En relisant « Why Nations Fail », notamment la relation que les auteurs établissent entre Peste noire, révolution glorieuse et révolution industrielle, on voit comment cette dernière est née de la rencontre de découvertes scientifiques et de ce qu’on pourrait appeler non sans anachronisme l’esprit capitaliste.
En un mot, le capital a rencontré la science dans un contexte institutionnel où les règles de la propriété ont été clairement définies pour enfanter de la révolution industrielle. La lettre de James Watt écrivant à son père après l’invention de la machine à vapeur est le meilleur exemple pour illustrer ce mariage de la science et du capital. A partir de ce narratif et tenant compte des développements subséquents on peut définir trois types idéaux de révolution industrielles ou d’industrialisation, l’une plus basée sur le capital avec des acteurs qui sont passés du capitalisme marchand à un capitalisme industriel, une autre basée plus sur ce que Nehru appelait le « tempérament scientifique » dont il a fait des le début le fondement du projet développemental indien et une troisième alliant les deux, jouant souvant sur l’attractivité du marché du travail.
Cette taxonomie très ramassée de plusieurs années d’histoire économique permet de mesurer la distance symbolique qui nous sépare d’une révolution industrielle. D’une part, le tempérament scientifique ne semble pas nous habiter, cloîtré que nous sommes dans un environnement magico-fetichiste et d’un fétichisme des langues et des sciences molles ou un subjonctif bien placé est plus important qu’une formule bien maîtrisée .
D’autre part, l’esprit capitaliste nous habite peu, et au lieu de la culture de l’investissement si présent dans le modele occidental , ou celle de l’épargne qui a été si importante dans l’industrialisation chinoise et qui a été attribué au confucianisme, nos sociétés sont marquées par un rapport quasi religieux à la consommation, une consommation souvent ostentatoire, extravertie et socialement contraignante.
L’absence du tempérament scientifique doublée de la faiblesse de l’esprit capitaliste qui nous éloigne de l’investissement et nous place dans ce que Dangote appelle la culture du négoce nous détourne du sentier de l’industrialisation.
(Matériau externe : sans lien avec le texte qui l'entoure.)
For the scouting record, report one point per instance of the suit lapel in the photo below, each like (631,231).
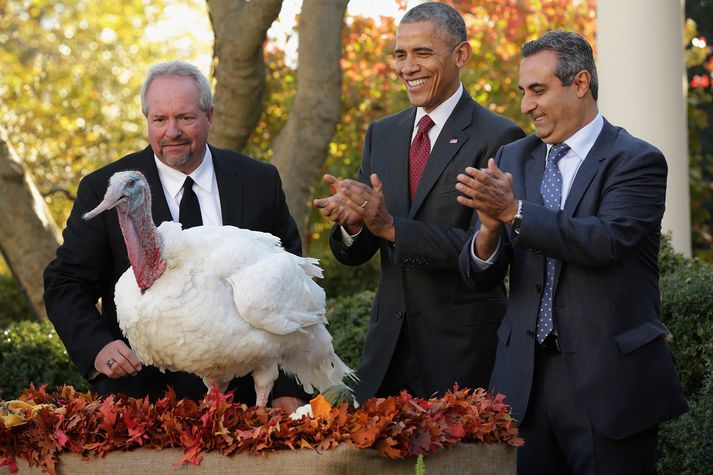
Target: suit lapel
(534,170)
(230,188)
(396,194)
(159,207)
(449,141)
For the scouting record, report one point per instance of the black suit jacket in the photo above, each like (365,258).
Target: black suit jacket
(451,329)
(606,301)
(93,257)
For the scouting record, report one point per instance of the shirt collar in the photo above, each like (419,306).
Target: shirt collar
(172,179)
(582,141)
(440,114)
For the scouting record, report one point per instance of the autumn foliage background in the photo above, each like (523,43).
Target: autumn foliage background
(71,73)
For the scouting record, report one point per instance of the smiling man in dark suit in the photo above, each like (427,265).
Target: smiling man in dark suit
(581,354)
(231,189)
(427,331)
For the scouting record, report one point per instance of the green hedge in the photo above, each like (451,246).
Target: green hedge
(31,352)
(348,321)
(686,444)
(13,304)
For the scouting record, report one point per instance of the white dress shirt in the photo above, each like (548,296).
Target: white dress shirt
(205,187)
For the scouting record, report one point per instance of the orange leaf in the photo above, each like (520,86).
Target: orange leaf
(320,407)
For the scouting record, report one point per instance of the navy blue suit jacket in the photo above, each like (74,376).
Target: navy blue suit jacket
(606,301)
(93,257)
(451,329)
Elle nous fixe dans l’artisanat, refusant par exemple dans le domaine de la pêche de monter d’un grade nos capacités bien que voyant depuis plusieurs décennies comment cette activité est devenue une affaire de « gros joueurs ».
Dans la distribution, l’esprit de négoce a animé nos opérateurs économiques jusqu’au jour où Auchan est venue nous réveiller.